By January of 2009 the Board of Supervisors will have one, and probably two new members who will want to put in their two cents on the General Plan process, leading to more delays and additional costs. Both candidates in the run-off to replace Jim Wattenburger (Estelle Clifton and John McCowen) are on the record as opposed to the DDR rezone. And Carre Brown, who's likely to unseat Mike Delbar in the First District, is also on record as opposing the rezone.
Supervisors Colfax and Smith are also assumed to be opposed to the rezone.
We'll probably never know the particulars, but here's how it looks — since it's always safe to assume that personalities and petty vindictiveness are always the driving factors in official Mendocino County, not policy questions or good management.
Although former CEO John Ball was probably right in taking the major planning tasks out of Hall's ill-managed department, Hall was probably irked that his department lost the funding for the major projects and one of his top planners, Pam Townsend, instead of being properly funded and staffed as Hall had probably recommended all along.
Once the big ticket tasks were taken away from Hall, he no longer had any responsibility for them and could enjoy the spectacle of the inexperienced Glassey and her outside consultants getting nowhere slowly while running up costs.
In Hall's mind, a continuously delayed General Plan Update does at least two things: it proves that the Supes and former CEO Ball were wrong to take it away from Hall; and it reflects badly on the two supervisors who hired the irksome Mr.

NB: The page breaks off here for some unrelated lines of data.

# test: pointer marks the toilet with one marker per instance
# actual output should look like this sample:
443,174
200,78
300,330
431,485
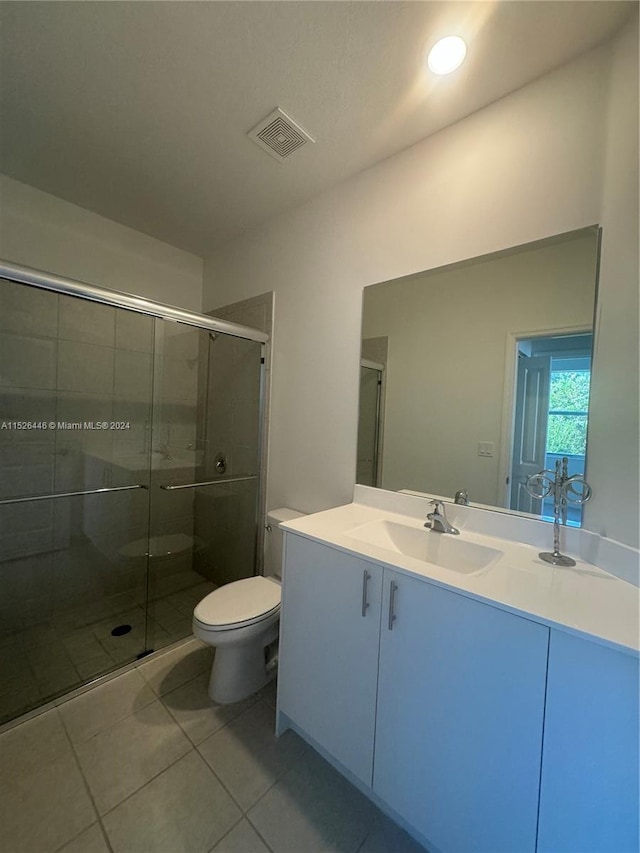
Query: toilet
240,620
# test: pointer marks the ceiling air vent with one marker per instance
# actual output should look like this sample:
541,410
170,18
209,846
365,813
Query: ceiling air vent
279,135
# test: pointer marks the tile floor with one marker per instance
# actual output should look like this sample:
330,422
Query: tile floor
57,655
146,763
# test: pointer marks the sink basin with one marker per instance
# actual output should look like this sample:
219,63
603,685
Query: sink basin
439,549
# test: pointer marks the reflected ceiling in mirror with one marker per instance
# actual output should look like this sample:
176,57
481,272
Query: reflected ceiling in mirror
475,375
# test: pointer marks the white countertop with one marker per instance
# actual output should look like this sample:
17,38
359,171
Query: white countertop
583,600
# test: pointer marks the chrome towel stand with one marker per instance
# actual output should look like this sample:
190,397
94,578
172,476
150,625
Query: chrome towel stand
565,490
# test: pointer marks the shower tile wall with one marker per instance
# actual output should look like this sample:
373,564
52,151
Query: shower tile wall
64,579
72,569
225,515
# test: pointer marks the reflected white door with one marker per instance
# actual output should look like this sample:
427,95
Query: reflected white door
530,428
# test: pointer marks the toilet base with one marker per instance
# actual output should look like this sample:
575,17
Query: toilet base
240,670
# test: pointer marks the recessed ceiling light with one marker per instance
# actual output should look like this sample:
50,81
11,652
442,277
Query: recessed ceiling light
446,55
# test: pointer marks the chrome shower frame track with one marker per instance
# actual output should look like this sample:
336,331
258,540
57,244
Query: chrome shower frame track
118,299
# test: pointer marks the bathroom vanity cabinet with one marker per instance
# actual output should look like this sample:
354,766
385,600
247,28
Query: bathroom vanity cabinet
484,731
445,693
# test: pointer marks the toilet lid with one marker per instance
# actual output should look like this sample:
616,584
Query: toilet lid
241,601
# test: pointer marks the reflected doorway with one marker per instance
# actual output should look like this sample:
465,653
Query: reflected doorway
370,422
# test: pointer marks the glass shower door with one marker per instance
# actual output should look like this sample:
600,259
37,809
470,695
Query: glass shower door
75,410
205,464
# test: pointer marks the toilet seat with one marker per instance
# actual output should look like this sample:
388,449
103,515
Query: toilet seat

Ball, Wattenburger and Delbar, and everyone else who wanted the Masonite site rezoned and thought they could do it with a slight of Plan.
Along the General Plan's stumbling way, the Supervisors never asked the Planning Team for budget or schedule commitments and never complained for the record about the costly delays. All they could muster last week when Glassey announced the latest delay and cost increase was 1) Colfax's fatuous remark that using outside consultants does not build up in-house planning capacity, and 2) Maybe it's time to put the planning team back in the Planning Department.
After having been annoyed by a minor glitch in the solid waste fee increase proposal, lame duck Supervisor Jim Wattenburger took a ho-hum attitude to the latest round of planning delays and cost increases: "We should do it right the first time. We should provide the best document to the public."
Anyone who's read the various drafts of the General Plan Update knows that "providing the best document to the public" has never been a consideration.
So for a couple of million planning dollars down the rat-hole, the residents of Mendocino County get nothing — no more Masonite, no mall, no planning, a perfect trifecta!
And the meter is still running.
PS. After a perfunctory "emergency" meeting about the fires in the County last Monday — conclusion: It's bad! We need to write a letter! — the Supervisors are taking the next few weeks off to rest and recuperate. Their next meeting will be July 22nd, and Mr. Johnson's cameras will roll again.